As a participant and a beginner, I can't even solve B.
first time getting a first solve :D
As another Lions fan, go Lions!
Cool! What a game tonight
Congratulation :D
We can see that the first person to solve problem A, podyapolskiy.yaroslav, used AI on all of the questions.
Wait really?
You can check out his submissions.
Oh may bad , I got WA on A , because of limit of repeating the process , if I got it correct , then I'll top 3k now
Putting $$$10^{18}$$$ as limit works xD
Just not in python
orz
"Amazing problem! It really tested my understanding of edge cases and forced me to think creatively. Loved how every observation brought me a step closer to the solution. Looking forward to more challenges like this!"
"Finally solved it after hours of debugging! The problem was tricky but super rewarding once I figured out the approach. Thanks, Codeforces!"
"Great problem! Loved the unique constraints – they made me rethink my entire approach. Big shoutout to everyone who shared tips on handling tricky edge cases!"

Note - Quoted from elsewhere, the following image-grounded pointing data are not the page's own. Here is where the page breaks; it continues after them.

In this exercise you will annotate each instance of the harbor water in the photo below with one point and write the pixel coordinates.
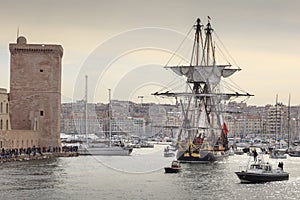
(139, 176)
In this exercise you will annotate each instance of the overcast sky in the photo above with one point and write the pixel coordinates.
(123, 45)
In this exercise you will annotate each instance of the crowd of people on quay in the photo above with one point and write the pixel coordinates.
(34, 151)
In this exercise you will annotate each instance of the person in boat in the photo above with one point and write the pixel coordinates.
(255, 155)
(280, 165)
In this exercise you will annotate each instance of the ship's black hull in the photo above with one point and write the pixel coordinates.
(171, 170)
(247, 177)
(201, 157)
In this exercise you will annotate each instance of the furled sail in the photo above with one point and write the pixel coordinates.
(211, 74)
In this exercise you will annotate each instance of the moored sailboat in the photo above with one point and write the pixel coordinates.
(102, 149)
(202, 137)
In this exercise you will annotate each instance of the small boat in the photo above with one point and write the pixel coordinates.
(238, 151)
(168, 153)
(261, 172)
(276, 154)
(294, 153)
(175, 167)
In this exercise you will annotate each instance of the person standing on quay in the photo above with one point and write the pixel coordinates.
(255, 155)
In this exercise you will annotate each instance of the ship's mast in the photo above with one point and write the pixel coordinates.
(86, 108)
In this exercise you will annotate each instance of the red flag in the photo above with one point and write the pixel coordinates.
(224, 128)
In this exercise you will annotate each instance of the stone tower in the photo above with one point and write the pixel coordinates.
(35, 90)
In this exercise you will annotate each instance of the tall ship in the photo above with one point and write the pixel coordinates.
(202, 137)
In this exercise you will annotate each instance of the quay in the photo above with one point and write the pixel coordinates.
(28, 157)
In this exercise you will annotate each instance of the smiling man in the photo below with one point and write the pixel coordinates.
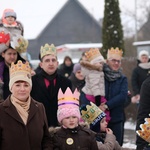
(116, 89)
(47, 83)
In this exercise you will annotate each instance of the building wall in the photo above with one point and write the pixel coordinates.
(71, 25)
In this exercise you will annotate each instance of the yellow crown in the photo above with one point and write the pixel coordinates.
(92, 53)
(20, 69)
(92, 114)
(114, 53)
(48, 50)
(68, 97)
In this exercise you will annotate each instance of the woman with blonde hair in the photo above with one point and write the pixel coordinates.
(23, 124)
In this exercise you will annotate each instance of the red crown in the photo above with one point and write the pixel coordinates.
(4, 38)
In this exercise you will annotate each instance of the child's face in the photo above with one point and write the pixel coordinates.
(70, 122)
(103, 124)
(79, 75)
(10, 20)
(99, 63)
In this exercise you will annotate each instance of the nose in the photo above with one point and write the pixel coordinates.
(22, 88)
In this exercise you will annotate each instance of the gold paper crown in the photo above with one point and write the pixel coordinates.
(48, 50)
(114, 53)
(93, 114)
(20, 69)
(92, 53)
(68, 97)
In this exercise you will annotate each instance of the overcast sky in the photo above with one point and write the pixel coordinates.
(35, 14)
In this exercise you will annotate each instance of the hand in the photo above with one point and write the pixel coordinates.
(109, 131)
(102, 107)
(7, 43)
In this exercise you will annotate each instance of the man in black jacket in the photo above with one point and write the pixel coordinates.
(143, 111)
(47, 83)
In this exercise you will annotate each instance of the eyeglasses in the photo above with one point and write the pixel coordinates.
(114, 61)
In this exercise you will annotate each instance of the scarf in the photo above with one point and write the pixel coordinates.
(110, 74)
(47, 76)
(22, 107)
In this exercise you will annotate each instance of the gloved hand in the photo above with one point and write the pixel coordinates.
(98, 100)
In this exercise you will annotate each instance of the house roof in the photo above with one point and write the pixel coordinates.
(60, 10)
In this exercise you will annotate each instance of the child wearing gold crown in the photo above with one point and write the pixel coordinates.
(9, 25)
(17, 45)
(96, 118)
(94, 89)
(23, 123)
(71, 135)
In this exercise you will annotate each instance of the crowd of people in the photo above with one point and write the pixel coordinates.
(66, 106)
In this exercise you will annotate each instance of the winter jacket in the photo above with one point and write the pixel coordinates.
(108, 142)
(73, 139)
(139, 74)
(94, 80)
(143, 111)
(116, 93)
(15, 135)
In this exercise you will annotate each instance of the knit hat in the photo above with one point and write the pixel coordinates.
(145, 132)
(94, 55)
(19, 43)
(114, 53)
(92, 114)
(9, 12)
(76, 67)
(20, 72)
(4, 37)
(68, 104)
(143, 52)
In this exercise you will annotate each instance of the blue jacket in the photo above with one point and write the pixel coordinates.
(116, 93)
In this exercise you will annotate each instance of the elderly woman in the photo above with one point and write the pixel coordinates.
(23, 124)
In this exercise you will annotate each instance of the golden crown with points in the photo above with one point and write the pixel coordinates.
(92, 54)
(48, 50)
(114, 53)
(144, 133)
(92, 114)
(68, 97)
(20, 69)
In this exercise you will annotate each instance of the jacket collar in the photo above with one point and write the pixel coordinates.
(10, 109)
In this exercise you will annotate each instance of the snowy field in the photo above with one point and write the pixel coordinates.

"One of the best problems I’ve solved recently. It perfectly balanced complexity with elegance. It felt satisfying to apply different techniques to reach the solution. Kudos to the author!"
"Spent half my day on this but learned so much! From wrong attempts to the right approach, the journey was worth it. Excited for more problems like this!"
Each of these comments is around 60 words or less, focusing on appreciation, learning experience, and excitement for future challenges.
ChatGPT :)
POV : B is close to This
I've just noticed while upsolving AC problems
what is wrong with the rating system man???
I will try to solve more than 3 problems
it’s a great idea to highlight the name of the first solver for each problem!